Uma das prerrogativas de quem guarda memórias é isso mesmo: poder ter saudade de qualquer coisa, de alguém, de um tempo. Se ouço um fado de Coimbra – um que seja! -tenho saudade das serenatas que, durante um ano lectivo, me libertavam do sono, noite após noite, porque tive a sorte de morar num apartamento paredes-meias com outro, onde havia uma república feminina – era por elas, as residentes do segundo andar, que os estudantes faziam trinar as cordas das guitarras e sobressair as vozes potentes, entoando melodias românticas: eles, “perdidamente apaixonados”; elas, “…bate, bate coração/ louco, louco de ilusão…”, quais Cinderelas, que o Paião havia de imortalizar anos mais tarde.
Algumas pessoas, como o Paião, deviam ser eternas, não pelas memórias que guardamos de si, mas “vivinhas da silva”, em carne e osso, para podermos, nós e as gerações seguintes, usufruir do seu talento. Agora, por exemplo, “apetece-me” ter saudade do Elvis Presley e da sua música Gospel com que enfeitei a minha juventude. O Elvis nunca deveria ter “entregue a alma ao Criador”, porque, depois dele, foi o vazio; apareceram cópias sem importância de maior, porque o “rei”, na verdade, era – e continua a ser – “único”!

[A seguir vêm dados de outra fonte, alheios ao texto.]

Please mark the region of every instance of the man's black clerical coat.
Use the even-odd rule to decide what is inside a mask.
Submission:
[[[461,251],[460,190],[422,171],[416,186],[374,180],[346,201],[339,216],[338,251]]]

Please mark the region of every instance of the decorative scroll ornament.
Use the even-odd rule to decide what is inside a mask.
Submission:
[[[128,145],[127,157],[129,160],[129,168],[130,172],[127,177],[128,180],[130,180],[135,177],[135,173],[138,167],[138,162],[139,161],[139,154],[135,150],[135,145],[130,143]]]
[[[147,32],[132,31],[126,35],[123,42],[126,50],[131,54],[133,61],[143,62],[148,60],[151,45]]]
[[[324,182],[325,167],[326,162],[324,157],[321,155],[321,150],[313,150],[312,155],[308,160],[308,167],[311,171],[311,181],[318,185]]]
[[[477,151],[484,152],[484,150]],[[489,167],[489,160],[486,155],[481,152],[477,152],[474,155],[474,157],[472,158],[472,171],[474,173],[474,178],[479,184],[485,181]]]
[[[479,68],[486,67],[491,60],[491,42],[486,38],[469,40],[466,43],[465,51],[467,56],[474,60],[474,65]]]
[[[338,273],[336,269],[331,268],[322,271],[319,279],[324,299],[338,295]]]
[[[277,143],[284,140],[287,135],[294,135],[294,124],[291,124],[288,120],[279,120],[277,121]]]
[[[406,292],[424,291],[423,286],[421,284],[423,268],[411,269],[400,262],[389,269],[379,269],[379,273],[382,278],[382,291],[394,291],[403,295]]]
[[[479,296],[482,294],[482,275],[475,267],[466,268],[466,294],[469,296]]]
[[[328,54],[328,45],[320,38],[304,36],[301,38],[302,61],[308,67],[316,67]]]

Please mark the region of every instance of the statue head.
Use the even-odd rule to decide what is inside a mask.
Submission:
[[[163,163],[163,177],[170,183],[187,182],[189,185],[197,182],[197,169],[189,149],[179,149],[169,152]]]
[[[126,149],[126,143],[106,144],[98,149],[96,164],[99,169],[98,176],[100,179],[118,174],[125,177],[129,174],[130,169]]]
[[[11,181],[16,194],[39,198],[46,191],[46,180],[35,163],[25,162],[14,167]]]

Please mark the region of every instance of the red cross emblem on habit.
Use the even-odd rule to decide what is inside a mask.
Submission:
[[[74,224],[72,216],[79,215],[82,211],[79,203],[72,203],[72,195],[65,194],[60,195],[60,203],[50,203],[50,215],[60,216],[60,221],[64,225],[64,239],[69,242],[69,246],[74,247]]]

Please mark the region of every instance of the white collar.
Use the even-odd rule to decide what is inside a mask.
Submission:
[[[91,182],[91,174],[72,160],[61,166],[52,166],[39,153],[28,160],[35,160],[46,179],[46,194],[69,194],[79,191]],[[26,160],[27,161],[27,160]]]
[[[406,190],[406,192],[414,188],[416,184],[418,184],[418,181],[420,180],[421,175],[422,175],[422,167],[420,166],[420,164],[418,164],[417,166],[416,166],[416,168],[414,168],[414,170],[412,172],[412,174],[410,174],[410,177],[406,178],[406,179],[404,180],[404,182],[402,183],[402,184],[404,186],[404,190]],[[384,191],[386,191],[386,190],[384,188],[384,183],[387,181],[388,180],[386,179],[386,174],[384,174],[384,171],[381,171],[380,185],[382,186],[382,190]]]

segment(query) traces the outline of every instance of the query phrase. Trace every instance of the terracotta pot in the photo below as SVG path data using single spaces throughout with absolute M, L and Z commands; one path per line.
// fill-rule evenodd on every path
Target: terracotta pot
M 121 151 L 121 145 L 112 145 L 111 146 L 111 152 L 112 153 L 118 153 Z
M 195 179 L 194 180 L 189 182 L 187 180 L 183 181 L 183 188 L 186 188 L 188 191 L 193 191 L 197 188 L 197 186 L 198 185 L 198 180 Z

Na semana que passou, foi a vez do divino Michael Jackson “abandonar o barco” sem um adeus! O choque foi brutal, até para mim que sou mais Elvis do que Michael, e muito mais Paião do que os outros dois.
Com a morte a ceifar vidas de pessoas imortais antes do “tempo”, fica um amargo na boca, misto de nostalgia e saudade, e não serão as estátuas de cera, os filmes, as fotografias, os temas musicais que deixaram para a posteridade e as estórias das suas vidas privadas que compensam a ausência definitiva dos génios…
-“Foi desta para melhor” – li algures, a propósito do Michael Jackson.
Como nada sabemos sobre o que acontece para lá da morte, pelo sim pelo não, o melhor é ter um certo estilo de fé, como esse de “ser melhor do que este (mundo) o sítio para onde vamos” – vamos mesmo?
Porque citei o Carlos Paião, “apetece-me”, também, ter saudades dele por razões que vão para além do talento do músico, letrista e intérprete. Por exemplo: ser adepto ferrenho/doente do Benfica, (eu também, mas nem tanto…); a outra, deveras importante, porque nos ligava uma certa amizade – e aos amigos, francamente, nunca se vira as costas sem mais nem menos – foi o que o Carlos fez, e isso deixou-me “chateado”…
…Já se sabe que as saudades, quando arrumadas num cestinho, são como as cerejas: atrás de umas, vêm outras.